In the evolution of medical practice, general and dental health care have experienced a somewhat on-again, off-again relationship. Delta Dental Lecture keynote speaker Dr. Peter Lockhart, chair of oral medicine and director of the Institute for Oral Medicine at Carolinas Medical Center in Charlotte, N.C., pointed out that no less a figure than early American physician Benjamin Rush, a signer of the Declaration of Independence, advocated the extraction of teeth in order to cure a wide variety of diseases. But the two fields began to diverge with the establishment in 1840 of the Baltimore College of Dental Surgery, the first dental school in the world. Although the college distinguished dentistry as a profession in its own right, it also institutionalized the separation of oral health from general medical education.

But over the past decade or so, research has begun to revive awareness of the connections between oral health and other medical conditions, ranging from coronary artery disease and diabetes to low birth weight in newborns. The VTC curriculum "establishes the intercollaborative aspect of medicine and dentistry on patient management" for a new generation of practitioners, according to Dr. Charles "Bud" Conklin, associate professor in the Department of Surgery at VTC and section chief for dentistry at Carilion Clinic.
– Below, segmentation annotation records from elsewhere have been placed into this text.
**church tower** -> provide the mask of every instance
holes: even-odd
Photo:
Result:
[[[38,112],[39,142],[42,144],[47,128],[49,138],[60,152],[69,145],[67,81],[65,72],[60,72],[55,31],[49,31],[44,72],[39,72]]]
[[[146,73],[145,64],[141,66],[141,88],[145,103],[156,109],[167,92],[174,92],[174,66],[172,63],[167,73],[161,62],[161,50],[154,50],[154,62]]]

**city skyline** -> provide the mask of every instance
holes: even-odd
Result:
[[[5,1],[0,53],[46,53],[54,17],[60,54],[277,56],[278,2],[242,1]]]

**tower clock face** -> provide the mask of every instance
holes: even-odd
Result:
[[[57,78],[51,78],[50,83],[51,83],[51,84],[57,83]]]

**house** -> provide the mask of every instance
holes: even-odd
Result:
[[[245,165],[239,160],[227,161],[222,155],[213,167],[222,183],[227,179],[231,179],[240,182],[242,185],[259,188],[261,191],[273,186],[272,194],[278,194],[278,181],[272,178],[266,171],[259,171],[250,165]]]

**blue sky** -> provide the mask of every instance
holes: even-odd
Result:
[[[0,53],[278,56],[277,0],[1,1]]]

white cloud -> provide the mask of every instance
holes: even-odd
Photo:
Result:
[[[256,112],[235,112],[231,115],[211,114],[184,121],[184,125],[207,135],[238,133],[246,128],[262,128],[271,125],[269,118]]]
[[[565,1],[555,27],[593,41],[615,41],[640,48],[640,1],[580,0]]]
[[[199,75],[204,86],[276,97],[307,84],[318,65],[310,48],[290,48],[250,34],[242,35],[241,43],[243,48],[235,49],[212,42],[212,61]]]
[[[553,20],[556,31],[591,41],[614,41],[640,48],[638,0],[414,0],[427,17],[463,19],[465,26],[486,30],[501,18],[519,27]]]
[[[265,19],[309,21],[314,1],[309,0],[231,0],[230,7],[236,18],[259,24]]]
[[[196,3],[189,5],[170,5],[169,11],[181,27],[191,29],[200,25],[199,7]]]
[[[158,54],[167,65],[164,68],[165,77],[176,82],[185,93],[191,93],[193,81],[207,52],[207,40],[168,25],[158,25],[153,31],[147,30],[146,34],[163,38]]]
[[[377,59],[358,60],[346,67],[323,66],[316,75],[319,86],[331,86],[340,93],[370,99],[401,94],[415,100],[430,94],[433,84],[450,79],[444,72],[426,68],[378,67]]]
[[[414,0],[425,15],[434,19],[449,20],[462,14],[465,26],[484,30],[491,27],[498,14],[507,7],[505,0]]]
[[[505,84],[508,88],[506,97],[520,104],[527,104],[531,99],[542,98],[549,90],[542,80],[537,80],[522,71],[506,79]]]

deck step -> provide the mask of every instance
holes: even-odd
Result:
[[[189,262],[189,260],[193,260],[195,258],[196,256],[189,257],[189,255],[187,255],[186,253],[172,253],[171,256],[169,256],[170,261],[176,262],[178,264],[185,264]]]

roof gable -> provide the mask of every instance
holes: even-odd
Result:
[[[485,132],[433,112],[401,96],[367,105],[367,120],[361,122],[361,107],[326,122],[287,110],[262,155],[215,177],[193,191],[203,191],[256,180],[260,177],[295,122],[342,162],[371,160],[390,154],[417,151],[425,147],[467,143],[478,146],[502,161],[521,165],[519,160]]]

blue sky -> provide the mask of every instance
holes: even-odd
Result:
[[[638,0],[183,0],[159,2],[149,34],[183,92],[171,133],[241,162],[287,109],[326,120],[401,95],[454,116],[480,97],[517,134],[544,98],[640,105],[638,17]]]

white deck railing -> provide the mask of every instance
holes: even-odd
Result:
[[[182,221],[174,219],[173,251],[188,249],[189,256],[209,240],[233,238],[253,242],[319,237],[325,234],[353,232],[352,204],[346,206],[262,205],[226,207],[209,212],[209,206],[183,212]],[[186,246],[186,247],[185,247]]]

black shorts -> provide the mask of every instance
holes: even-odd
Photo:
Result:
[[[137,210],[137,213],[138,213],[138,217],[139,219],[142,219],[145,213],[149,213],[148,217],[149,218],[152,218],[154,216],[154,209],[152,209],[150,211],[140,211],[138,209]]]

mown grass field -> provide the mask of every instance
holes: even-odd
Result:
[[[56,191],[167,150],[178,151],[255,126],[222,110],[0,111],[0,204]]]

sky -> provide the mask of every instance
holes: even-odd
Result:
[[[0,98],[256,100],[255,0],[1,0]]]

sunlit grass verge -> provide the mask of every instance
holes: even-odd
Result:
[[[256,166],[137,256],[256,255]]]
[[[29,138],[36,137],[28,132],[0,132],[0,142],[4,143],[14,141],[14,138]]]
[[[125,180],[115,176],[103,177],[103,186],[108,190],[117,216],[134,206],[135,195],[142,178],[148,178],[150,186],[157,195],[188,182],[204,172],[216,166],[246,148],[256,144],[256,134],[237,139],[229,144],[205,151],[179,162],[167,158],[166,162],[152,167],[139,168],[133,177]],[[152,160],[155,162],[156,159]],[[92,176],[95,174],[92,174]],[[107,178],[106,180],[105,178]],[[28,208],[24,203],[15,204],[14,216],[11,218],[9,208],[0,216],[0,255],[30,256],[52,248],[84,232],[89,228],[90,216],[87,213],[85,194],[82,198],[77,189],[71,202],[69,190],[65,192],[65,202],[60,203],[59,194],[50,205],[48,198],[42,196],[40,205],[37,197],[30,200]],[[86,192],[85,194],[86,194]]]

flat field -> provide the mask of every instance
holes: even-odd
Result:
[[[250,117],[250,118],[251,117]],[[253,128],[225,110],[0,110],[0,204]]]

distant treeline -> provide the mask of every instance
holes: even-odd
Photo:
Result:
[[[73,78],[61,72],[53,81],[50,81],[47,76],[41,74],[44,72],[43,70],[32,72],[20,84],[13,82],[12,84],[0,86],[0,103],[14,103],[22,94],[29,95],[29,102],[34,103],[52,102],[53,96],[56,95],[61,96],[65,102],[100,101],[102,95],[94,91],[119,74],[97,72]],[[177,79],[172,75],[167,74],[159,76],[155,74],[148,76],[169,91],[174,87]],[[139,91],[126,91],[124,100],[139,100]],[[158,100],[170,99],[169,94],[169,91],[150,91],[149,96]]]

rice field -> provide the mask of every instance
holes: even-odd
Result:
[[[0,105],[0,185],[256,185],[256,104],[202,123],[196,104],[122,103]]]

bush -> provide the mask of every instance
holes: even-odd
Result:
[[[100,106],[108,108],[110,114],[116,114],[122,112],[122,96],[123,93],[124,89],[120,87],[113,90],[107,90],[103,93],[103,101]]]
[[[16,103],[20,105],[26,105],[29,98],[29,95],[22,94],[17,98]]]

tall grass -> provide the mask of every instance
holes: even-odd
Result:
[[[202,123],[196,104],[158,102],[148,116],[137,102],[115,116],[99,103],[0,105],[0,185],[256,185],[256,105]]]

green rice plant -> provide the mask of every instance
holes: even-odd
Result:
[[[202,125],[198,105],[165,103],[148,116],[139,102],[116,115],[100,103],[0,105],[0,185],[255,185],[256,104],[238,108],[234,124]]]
"Most physicians have anywhere from no training in oral health and oral medicine to maybe four hours, tops," said Conklin, who has been with Carilion for 33 years and is one of the chief architects of the new program. "In the Virginia Tech Carilion School of Medicine curriculum, we're looking at 32 hours of both clinical and didactic exposure in the first two years, plus testing to make sure they have mastered the skills."

One major reason for creating the oral health curriculum was to improve oral cancer survival rates. Conklin noted that about 40,000 people in the U.S. develop some form of oral cancer each year, but many cases are diagnosed late. This is largely because the elderly are at highest risk, but dental visits tend to fall off after age 65, often for financial reasons. However, physician visits by older patients tend to remain steady, so if a doctor is trained to spot the signs of oral cancers, early diagnosis is more likely to occur, and more lives are likely to be saved.

VTC's oral health program comprises three basic components. First-year students learn oral anatomy and how to do an oral examination. In the second year, students take part in a comprehensive week of oral medicine training, using a case-based learning approach. This immersive experience includes examining a variety of oral pathologies, analyzing cases in depth, and even drilling into mock-ups of good and bad teeth to feel the difference. In years three and four, students will have the option of taking electives to gain more advanced knowledge.

Ultimately, Conklin hopes that doctors will add the patient's mouth to the standard physical exam repertoire that includes the head, eyes, ears, nose, and throat. This approach may already be gaining traction at Carilion Clinic.

"One of our faculty members, a family practice physician, captured the value of this model best when she said that it had led her to change the way she performs her own patient exams," said, Dr. Cynda Johnson, VTC dean. "We hope this innovative program will continue to inspire physicians to perform oral exams and ultimately to improve health outcomes for patients everywhere."

It has certainly resonated with VTC students like Brown, who concluded his remarks at the lecture by emphasizing: "To be the best doctors, we must understand oral health."

Christina Koomen was a writer with University Development.